US stocks dip on Japanese growth data

US stocks ended slightly lower yesterday as fatigue set in after a six-day rally and disappointing Japanese growth data provided a fresh reminder of the headwinds facing the global economy.

The benchmark S&P 500 index had risen three per cent over the prior six sessions, its longest rally since December 2010. But gains had slowed, with the index hovering at highs not seen since May. The S&P 500 was still up 1.8 per cent for the month.

Stocks have been buoyed by expectations central banks would step in soon to support the flagging global recovery and roll back the Eurozone debt crisis.

Much of the action, however, is unlikely before September, when the Federal Reserve and European Central bank next hold policy meetings, leaving markets in a holding pattern until then.

“Coming off the heels of a light week on the economic front, the markets remain in what some have called a state of ‘melting up.’ Whether the market’s strength is artificially induced or not, the greater risk for traders at the moment is in missing out on the upside,” said Randy Frederick, managing director of Active Trading & Derivatives at Charles Schwab.

With “the European Central Bank, the US Federal Reserve and the People’s Bank of China all standing in the wings ready to take action to support their respective economies, the downside risks in the market have been greatly reduced at the moment,” he added.

The CBOE VIX Volatility index, seen as a proxy for investors’ fears, fell more than seven per cent to 13.70, its lowest level in over five years. The decline was unusual as the index typically moves inversely to the S&P 500, suggesting investors were not overly concerned about the market’s outlook.

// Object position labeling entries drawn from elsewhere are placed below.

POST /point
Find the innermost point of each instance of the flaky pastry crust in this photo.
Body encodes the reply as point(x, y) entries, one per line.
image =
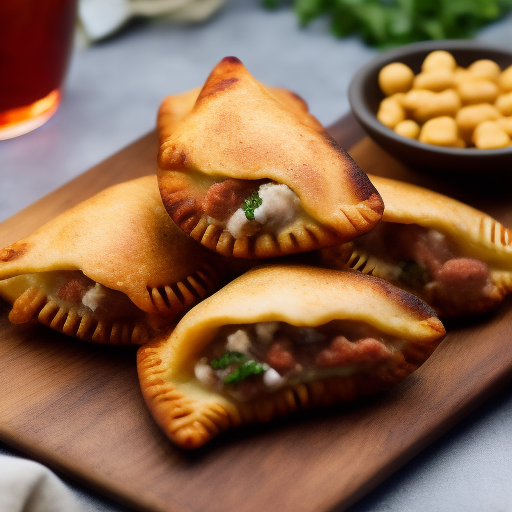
point(477, 234)
point(190, 414)
point(123, 239)
point(239, 129)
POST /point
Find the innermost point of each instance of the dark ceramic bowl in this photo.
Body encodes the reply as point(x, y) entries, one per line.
point(365, 96)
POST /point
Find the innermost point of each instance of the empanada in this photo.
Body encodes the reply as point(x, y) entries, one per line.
point(248, 174)
point(278, 339)
point(453, 256)
point(176, 106)
point(114, 269)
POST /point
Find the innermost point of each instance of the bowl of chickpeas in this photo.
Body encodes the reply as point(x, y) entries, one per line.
point(439, 105)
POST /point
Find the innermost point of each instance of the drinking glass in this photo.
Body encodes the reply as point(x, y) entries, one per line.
point(36, 39)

“Bullish sentiment in equities remains high with S&P 500 one-month call-side skew now at the 98th percentile,” said the Credit Suisse equity derivatives strategy team. A skew refers to the balance between options betting on the S&P 500 falling or rising.

The Dow Jones industrial average ended down 38.52 points, or 0.29 per cent, at 13,169.43. The Standard & Poor’s 500 Index dropped 1.76 points, or 0.13 per cent, at 1,404.11. The Nasdaq Composite Index was up 1.66 points, or 0.05 per cent, at 3,022.52.

Japan’s gross domestic product expanded just 0.3 per cent in the April-June period, half the expected pace, raising doubts about the strength of the recovery and highlighting the impact of Europe’s debt crisis on worldwide demand.

On Friday, the head of the San Francisco Federal Reserve said the Fed should launch a fresh round of bond buying to lower the US unemployment rate more quickly.